Kutuplaştırıcı, sert demeçler işi kolaylaştırmıyor
Kürt sorunu açısından zor günlere girdik. Uzun süren sakin bir dönemden sonra her gün silahlı kuvvetlerimize mayın tuzakları, pusular kuruluyor, şehit haberleri geliyor. Başbakanımız kızgınlığını saklamıyor. Hele bir Ramazan bitsin, benim neler yapacağımı göreceksiniz diyor. Böyle bir konuda bir şey yapılacaksa neden Ramazan sonunun beklendiğini anlamasak da "bekleyelim, görelim" diyelim. Ramazanın keyfini bozmayalım. Ama konu üzerinde daha ayrıntılı düşünmemiz gerekiyor.
Bayramdan sonra hükümetimiz nasıl bir yol izlemeyi tasavvur etmektedir? Eğer Sayın Başbakanımızın üslubu bir ipucu ise, yoğun silahlı mücadele başlatılacağı akla geliyor. Türk uçaklarının Kandil Dağı'nı bombalamaya başlaması sanıyorum uygulanacak politikanın ne yönde olduğuna ilişkin gösterge oluşturuyor. Acaba arkamızda bıraktığımızı umduğumuz bir döneme geri mi dönüyoruz?
Hükümetin kızgınlığını anlamak mümkün. PKK ve terör araçlarının kullanılmasıyla araya mesafe koymayı bir türlü beceremeyen bir siyasi hareket, sanki tüm Kürt kökenli vatandaşların tek sözcüsüymüş gibi hareket ediyor. Farklı düşünenlere düşüncelerini ifade etmek fırsatı vermiyor. Onları gerekirse silahla susturacağından kimse kuşku duymuyor. Haraç topluyor, vermeyeni silahlı yöntemlerle cezalandırıyor.
Diğer yandan, aynı hareketin temsilcileri iyi düşünüldüğü belli olmayan ve kafaları karıştıran beyanlarda bulunuyorlar. Demokratik özerklikten başlayan, "Güneydoğu'dan vergi toplanmasın, ama diğer bölgelerde toplanan vergilerden bize de pay verilsin"e kadar uzanan talepleri sıralıyorlar.
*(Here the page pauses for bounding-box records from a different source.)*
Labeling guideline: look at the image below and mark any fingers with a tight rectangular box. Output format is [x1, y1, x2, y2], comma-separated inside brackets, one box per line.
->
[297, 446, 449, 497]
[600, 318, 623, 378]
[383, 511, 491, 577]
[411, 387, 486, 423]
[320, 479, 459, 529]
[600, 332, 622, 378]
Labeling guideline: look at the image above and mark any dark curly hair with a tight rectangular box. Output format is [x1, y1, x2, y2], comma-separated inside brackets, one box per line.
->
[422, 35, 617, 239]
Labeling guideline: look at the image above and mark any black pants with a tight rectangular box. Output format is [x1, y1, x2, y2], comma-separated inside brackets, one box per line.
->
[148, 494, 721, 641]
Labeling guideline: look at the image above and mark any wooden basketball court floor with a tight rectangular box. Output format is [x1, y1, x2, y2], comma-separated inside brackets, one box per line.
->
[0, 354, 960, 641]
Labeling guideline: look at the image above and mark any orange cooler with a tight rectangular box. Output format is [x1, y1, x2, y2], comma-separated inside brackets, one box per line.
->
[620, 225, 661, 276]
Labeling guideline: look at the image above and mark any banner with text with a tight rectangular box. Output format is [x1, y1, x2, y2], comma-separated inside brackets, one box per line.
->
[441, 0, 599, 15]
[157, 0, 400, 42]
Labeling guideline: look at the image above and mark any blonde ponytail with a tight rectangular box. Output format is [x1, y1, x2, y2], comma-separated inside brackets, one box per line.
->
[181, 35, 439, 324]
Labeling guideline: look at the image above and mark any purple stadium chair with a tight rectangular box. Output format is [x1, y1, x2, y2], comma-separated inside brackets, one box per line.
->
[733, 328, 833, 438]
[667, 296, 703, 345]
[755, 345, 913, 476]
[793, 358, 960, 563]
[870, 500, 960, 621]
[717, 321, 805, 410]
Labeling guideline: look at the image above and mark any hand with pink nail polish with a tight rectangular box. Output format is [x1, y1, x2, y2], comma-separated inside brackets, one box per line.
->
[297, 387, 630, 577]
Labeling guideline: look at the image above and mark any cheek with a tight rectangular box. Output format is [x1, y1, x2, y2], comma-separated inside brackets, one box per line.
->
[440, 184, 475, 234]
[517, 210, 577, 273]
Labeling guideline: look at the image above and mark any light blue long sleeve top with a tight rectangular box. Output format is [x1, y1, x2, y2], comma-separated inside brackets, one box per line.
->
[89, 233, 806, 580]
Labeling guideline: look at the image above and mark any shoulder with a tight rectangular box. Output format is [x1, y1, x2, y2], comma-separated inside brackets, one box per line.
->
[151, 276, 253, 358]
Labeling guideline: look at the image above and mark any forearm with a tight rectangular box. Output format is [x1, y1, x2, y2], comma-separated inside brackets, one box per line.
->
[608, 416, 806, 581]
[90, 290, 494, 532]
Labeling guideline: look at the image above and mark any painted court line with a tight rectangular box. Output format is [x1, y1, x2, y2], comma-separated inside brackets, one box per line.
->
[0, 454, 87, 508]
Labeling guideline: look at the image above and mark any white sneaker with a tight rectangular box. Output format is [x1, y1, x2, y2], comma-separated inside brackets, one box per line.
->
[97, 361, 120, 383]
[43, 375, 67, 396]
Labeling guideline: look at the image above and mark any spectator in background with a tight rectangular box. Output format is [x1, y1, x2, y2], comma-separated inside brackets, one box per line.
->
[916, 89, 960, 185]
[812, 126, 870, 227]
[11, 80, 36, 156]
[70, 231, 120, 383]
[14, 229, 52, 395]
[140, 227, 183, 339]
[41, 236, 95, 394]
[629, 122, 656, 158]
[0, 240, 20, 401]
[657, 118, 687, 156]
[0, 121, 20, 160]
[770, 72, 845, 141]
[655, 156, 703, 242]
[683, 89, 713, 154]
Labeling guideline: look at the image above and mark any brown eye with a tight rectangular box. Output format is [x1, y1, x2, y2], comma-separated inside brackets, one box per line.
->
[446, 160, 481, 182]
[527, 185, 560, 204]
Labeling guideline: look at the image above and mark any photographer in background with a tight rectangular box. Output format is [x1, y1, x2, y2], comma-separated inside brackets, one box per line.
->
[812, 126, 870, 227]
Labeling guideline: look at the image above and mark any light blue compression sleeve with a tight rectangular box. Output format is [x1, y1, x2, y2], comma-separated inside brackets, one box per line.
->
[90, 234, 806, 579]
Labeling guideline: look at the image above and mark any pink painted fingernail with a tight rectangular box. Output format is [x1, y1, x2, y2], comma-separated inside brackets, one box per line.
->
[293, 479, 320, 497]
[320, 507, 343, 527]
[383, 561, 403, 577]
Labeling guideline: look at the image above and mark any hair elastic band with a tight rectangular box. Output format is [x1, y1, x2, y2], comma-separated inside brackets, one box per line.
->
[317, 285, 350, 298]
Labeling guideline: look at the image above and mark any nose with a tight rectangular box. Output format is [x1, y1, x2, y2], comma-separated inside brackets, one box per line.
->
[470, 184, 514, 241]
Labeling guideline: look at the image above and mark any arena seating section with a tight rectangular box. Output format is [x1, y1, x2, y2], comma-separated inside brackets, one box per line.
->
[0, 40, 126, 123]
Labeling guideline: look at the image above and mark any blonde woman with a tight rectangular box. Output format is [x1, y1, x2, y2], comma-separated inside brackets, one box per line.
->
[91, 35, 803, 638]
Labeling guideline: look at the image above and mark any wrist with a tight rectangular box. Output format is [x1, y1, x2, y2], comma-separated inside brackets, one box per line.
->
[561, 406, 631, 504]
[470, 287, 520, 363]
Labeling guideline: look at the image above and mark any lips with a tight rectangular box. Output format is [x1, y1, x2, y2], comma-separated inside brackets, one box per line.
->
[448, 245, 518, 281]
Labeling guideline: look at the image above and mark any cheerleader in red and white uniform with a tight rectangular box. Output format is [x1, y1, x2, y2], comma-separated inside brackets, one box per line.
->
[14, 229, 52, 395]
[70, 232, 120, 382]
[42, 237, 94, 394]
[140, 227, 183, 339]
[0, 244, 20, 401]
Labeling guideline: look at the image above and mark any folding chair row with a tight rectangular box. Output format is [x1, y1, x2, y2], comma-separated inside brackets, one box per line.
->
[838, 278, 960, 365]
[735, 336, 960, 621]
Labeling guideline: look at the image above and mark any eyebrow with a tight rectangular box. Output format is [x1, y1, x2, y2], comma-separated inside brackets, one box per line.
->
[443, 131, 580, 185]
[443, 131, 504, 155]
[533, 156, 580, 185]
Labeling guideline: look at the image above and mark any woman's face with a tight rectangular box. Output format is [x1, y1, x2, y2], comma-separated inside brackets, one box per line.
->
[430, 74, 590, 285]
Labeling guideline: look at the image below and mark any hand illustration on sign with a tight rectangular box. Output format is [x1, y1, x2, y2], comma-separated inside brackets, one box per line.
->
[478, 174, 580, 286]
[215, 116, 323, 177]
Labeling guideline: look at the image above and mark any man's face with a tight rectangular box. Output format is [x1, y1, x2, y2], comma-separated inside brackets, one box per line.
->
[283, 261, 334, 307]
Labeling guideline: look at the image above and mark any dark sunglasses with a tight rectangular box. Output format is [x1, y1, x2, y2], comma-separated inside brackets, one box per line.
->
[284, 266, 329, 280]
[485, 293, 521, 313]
Bir de buna harekette sözünün ne kadar geçtiği günümüzde giderek bulanıklaşan, ancak durumu karmaşıklaştıran Abdullah Öcalan'ın demeçlerini ekleyin. Siz olsanız kızmaz da ne yapardınız?
Biz vatandaşız, kızarız, hükümetlerin bütün meseleleri bir kalemde halletmesini isteriz. Kıraathanelerde, yemek sofralarında, dost sohbetlerinde, geniş bir çerçeveye oturtulmamış, sonuçları iyi düşünülmemiş "kurtuluş çareleri" üretiriz. Ancak, hükümetlerin bizler gibi sorumsuz iş görme hakları yoktur. Devlet işi kızgınlıkla yürütülmez, akılla yürütülür. Gelin, hükümetimizin bayram sonrası neyi hedeflediğini anlamaya çalışalım.
Yeni politikanın üç direk üzerine inşa edileceğini tahmin edebiliriz. İlk olarak, hükümet PKK-BDP dışında düşünceleri olanların daha serbest örgütlenmesini ve konuşmasını teşvik edecek, onları muhatap olarak kabul ederek, bazı taleplerine olumlu cevap vermeye çalışacaktır.
İkinci olarak, PKK'ye karşı sert bir askeri harekat başlatacaktır. Bunun hudutları aşan bir yönünün de olacağına kesin gözüyle bakılabilir.
Üçüncü olarak, hükümet bu politikalara uluslararası destek oluşturmaya çalışacaktır. Tamamen tahmin, ama Kandil'e dönük harekatın Irak ve Amerikan hükümetleriyle Kuzey Irak Bölgesel Yönetimi'nin bilgisi dışında yapıldığını sanmıyorum.
Bu politika başarılı olur mu? Olmasını dileyelim ama PKK-BDP ikilisini dışlayan bir girişimin başarı şansının yüksek olmadığını da görmemiz gerekiyor. Şimdiye kadar tek Kürt siyasi hareketi olarak geliştiğinden, ikili oldukça etkin ve azımsanmayacak bir yandaş topluluğuna sahip. Onları da çözüm sürecine katmanın formülünü bulmak gerekiyor. Toplumu kutuplaştırıcı, sert demeçler işi kolaylaştırmıyor, zorlaştırıyor.